Multipartite entanglement vs nonlocality for two families of $N$-qubit states

TL;DR

This paper investigates the relationship between multipartite entanglement and nonlocality in two families of N-qubit states, revealing conditions under which Svetlichny inequality violations occur, thus deepening understanding of quantum correlations.

Contribution

It generalizes the relation between tangle and Svetlichny inequality violations from three to N-qubit states for two specific families.

Findings

Svetlichny inequality is not violated for generalized GHZ states when n-tangle < 1/2.

Maximal slice states always violate Svetlichny inequality when n-tangle > 0.

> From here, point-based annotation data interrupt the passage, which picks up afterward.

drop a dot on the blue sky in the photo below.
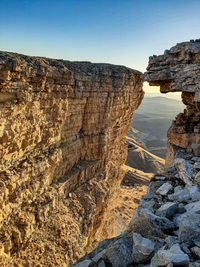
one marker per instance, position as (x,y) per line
(122,32)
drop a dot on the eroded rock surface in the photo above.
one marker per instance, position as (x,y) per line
(178,71)
(62,144)
(165,229)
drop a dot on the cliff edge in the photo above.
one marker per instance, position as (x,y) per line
(62,144)
(164,230)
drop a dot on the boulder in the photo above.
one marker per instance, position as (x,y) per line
(167,210)
(142,248)
(148,224)
(197,165)
(120,252)
(185,170)
(164,189)
(185,195)
(196,252)
(189,229)
(193,207)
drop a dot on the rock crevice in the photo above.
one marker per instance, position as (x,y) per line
(164,230)
(62,144)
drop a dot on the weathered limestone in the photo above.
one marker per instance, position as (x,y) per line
(178,70)
(62,144)
(165,228)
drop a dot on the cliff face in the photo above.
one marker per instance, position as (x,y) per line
(178,70)
(62,145)
(164,230)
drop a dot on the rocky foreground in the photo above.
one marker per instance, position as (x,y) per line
(63,132)
(165,229)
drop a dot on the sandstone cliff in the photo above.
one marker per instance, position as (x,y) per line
(178,70)
(164,230)
(62,144)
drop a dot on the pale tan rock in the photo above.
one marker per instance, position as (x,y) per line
(178,70)
(62,144)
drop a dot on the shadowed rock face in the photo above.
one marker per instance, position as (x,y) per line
(179,70)
(164,230)
(62,144)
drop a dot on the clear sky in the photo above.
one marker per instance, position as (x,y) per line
(124,32)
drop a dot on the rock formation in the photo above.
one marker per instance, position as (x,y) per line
(62,144)
(165,229)
(178,71)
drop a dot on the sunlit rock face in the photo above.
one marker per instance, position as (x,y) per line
(179,70)
(62,144)
(164,230)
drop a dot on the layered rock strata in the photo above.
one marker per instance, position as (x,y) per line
(178,70)
(165,229)
(62,144)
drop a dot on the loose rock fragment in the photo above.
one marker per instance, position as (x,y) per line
(167,210)
(164,189)
(142,248)
(172,256)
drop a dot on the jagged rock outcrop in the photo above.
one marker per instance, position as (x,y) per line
(178,70)
(165,229)
(62,144)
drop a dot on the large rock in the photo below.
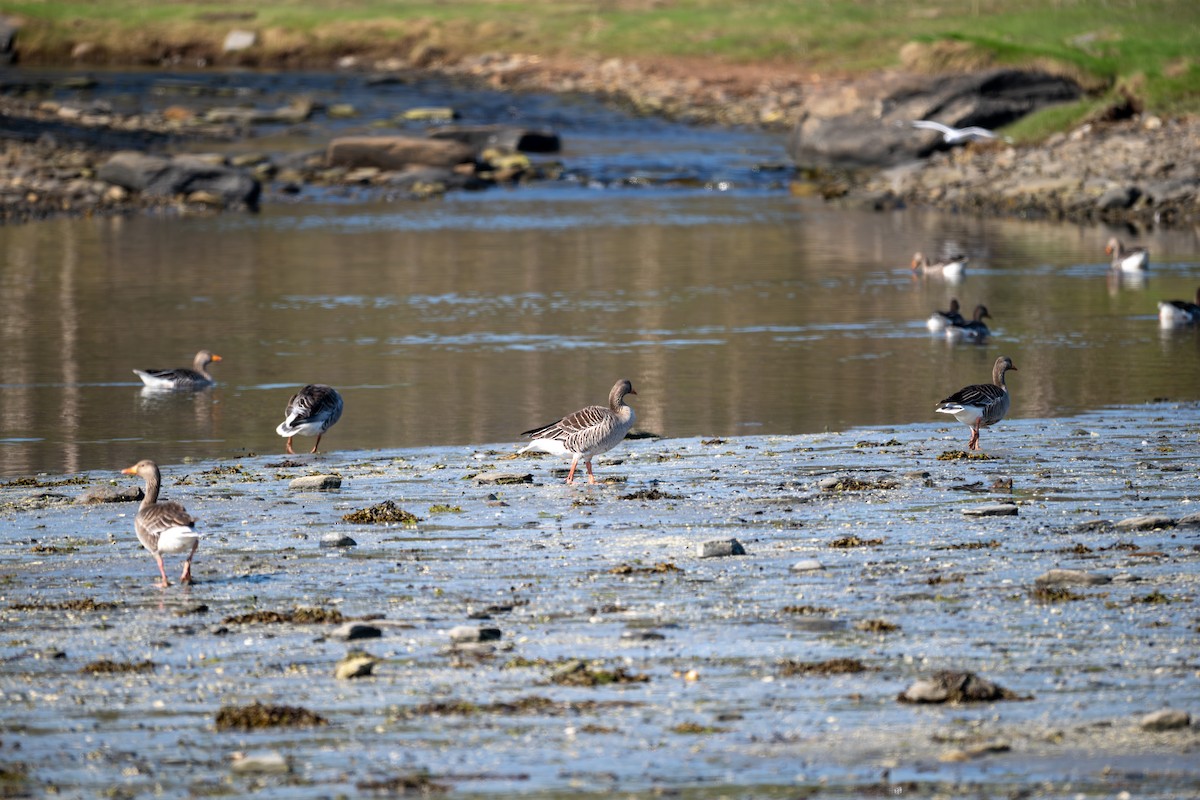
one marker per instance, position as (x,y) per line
(853,127)
(396,152)
(169,176)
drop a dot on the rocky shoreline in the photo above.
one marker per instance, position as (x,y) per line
(1133,170)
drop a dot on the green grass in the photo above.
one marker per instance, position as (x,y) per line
(1145,48)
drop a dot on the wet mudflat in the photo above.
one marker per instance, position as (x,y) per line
(546,639)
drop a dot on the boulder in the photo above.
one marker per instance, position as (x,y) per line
(499,137)
(852,128)
(395,152)
(171,176)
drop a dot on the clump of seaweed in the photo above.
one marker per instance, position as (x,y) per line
(107,667)
(832,667)
(300,615)
(259,715)
(381,513)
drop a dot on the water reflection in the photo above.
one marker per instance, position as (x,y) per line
(731,314)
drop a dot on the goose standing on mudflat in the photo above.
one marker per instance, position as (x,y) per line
(942,319)
(981,404)
(973,331)
(163,527)
(310,413)
(181,378)
(1127,259)
(1177,313)
(588,432)
(952,268)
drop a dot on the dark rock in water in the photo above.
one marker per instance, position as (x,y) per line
(720,548)
(864,131)
(396,152)
(171,176)
(501,137)
(951,686)
(111,494)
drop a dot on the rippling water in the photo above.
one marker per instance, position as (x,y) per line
(732,306)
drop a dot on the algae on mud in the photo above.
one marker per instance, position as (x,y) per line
(714,714)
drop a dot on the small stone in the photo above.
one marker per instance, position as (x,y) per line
(352,631)
(471,633)
(355,665)
(503,479)
(991,510)
(1165,720)
(721,547)
(271,762)
(1146,522)
(316,482)
(1056,577)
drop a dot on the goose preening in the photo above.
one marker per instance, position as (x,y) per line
(588,432)
(181,378)
(942,319)
(973,330)
(981,404)
(163,527)
(1127,259)
(952,268)
(955,136)
(310,413)
(1179,313)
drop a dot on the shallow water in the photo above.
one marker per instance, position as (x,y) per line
(672,256)
(538,559)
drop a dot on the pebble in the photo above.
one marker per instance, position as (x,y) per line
(1055,577)
(472,633)
(991,510)
(335,539)
(352,631)
(1165,720)
(720,547)
(316,482)
(1146,522)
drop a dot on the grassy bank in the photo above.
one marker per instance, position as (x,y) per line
(1141,49)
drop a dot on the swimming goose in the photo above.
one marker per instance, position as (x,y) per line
(982,404)
(972,331)
(183,378)
(163,527)
(1132,259)
(310,413)
(952,268)
(942,319)
(588,432)
(1175,313)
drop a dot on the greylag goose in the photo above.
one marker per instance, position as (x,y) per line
(982,404)
(181,378)
(972,331)
(163,527)
(952,268)
(310,413)
(1176,313)
(942,319)
(588,432)
(1127,259)
(955,136)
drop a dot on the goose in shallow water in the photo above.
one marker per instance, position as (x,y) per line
(588,432)
(1127,259)
(181,378)
(981,404)
(310,413)
(163,527)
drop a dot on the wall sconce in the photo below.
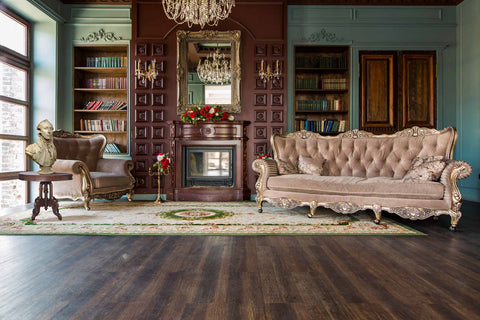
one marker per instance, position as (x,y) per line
(268,74)
(150,73)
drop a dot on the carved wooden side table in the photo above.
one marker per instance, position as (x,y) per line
(45,198)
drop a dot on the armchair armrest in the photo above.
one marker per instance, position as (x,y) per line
(120,166)
(454,171)
(266,168)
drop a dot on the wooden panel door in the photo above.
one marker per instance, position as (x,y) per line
(418,92)
(378,111)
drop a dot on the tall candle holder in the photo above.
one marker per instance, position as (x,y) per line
(163,168)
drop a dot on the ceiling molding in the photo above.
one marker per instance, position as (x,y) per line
(376,2)
(115,2)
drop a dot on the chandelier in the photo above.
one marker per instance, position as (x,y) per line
(202,12)
(216,68)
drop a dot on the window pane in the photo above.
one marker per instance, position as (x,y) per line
(13,35)
(14,82)
(12,153)
(13,119)
(12,193)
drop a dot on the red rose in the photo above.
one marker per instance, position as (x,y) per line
(165,163)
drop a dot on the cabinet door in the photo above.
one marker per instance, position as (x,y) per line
(378,111)
(418,103)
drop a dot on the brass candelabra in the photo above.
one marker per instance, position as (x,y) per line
(159,173)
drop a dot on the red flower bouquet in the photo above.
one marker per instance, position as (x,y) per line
(195,114)
(163,163)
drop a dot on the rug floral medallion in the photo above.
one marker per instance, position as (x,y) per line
(195,218)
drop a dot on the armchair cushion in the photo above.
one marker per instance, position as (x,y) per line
(86,150)
(106,180)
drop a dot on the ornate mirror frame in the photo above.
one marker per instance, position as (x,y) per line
(183,38)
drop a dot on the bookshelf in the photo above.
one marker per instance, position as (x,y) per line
(100,94)
(322,89)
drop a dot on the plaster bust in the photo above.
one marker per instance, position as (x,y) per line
(43,152)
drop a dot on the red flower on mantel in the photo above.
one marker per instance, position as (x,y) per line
(207,113)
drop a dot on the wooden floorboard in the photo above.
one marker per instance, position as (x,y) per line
(246,277)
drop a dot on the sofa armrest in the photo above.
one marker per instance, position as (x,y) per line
(70,166)
(266,168)
(454,171)
(120,166)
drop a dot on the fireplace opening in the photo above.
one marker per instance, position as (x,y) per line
(208,166)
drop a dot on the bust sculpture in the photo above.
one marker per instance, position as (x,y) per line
(43,151)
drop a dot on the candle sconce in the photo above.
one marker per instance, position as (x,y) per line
(150,72)
(267,75)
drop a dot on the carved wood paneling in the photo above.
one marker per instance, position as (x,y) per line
(418,94)
(377,91)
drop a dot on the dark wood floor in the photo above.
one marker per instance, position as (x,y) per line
(246,277)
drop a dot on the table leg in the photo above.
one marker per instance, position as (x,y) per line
(45,199)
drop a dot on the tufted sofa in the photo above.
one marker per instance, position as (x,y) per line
(93,176)
(364,171)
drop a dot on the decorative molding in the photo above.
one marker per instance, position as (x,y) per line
(323,35)
(101,34)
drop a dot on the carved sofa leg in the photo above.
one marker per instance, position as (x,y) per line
(378,213)
(86,202)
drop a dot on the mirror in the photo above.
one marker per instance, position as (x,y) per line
(196,52)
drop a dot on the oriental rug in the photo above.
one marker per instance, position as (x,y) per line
(195,218)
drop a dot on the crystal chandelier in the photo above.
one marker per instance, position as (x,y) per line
(216,68)
(202,12)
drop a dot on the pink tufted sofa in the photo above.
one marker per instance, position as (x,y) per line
(364,171)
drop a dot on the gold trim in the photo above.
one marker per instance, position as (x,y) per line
(183,37)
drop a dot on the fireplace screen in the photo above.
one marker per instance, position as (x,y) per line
(207,166)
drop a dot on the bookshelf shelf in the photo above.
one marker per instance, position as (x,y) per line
(322,88)
(100,78)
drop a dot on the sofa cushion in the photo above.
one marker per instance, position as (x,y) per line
(429,168)
(107,180)
(285,167)
(309,165)
(357,186)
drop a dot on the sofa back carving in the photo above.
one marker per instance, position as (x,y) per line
(362,154)
(75,147)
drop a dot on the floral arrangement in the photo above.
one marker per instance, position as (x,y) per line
(264,155)
(195,114)
(163,163)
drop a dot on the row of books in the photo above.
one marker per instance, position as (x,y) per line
(324,83)
(324,62)
(112,148)
(103,125)
(327,125)
(332,84)
(104,105)
(106,83)
(319,105)
(107,62)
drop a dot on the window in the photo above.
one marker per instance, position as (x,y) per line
(14,106)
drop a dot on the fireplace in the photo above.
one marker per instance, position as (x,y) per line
(208,161)
(208,166)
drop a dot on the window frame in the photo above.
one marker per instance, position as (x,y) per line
(22,62)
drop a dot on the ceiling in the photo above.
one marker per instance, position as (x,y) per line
(311,2)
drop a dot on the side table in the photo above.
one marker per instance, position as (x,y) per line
(45,198)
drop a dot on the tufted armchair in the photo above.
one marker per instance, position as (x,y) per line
(93,176)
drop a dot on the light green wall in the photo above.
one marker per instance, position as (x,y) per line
(468,94)
(379,28)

Violation magnitude increases monotonically with n-tangle in maximal slice states.

Abstract

Entangled states of multiple qubits can violate Bell-type inequalities indicating nonlocal behavior of multiqubit quantum correlations. We analyze the relation between multipartite entanglement and genuine multipartite nonlocality, characterized by Svetlichny inequality violations, for two families of $N-$qubit states. We show that for the generalized GHZ family of states, Svetlichny inequality is not violated when the $n-$tangle is less than $1/2$ for any even number of qubits. On the other hand, the maximal slice states always violate the Svetlichny inequality when $n-$tangle is nonzero, and the violation increases monotonically with tangle. Our work generalizes the relations between tangle and Svetlichny inequality violations previously derived for three qubits.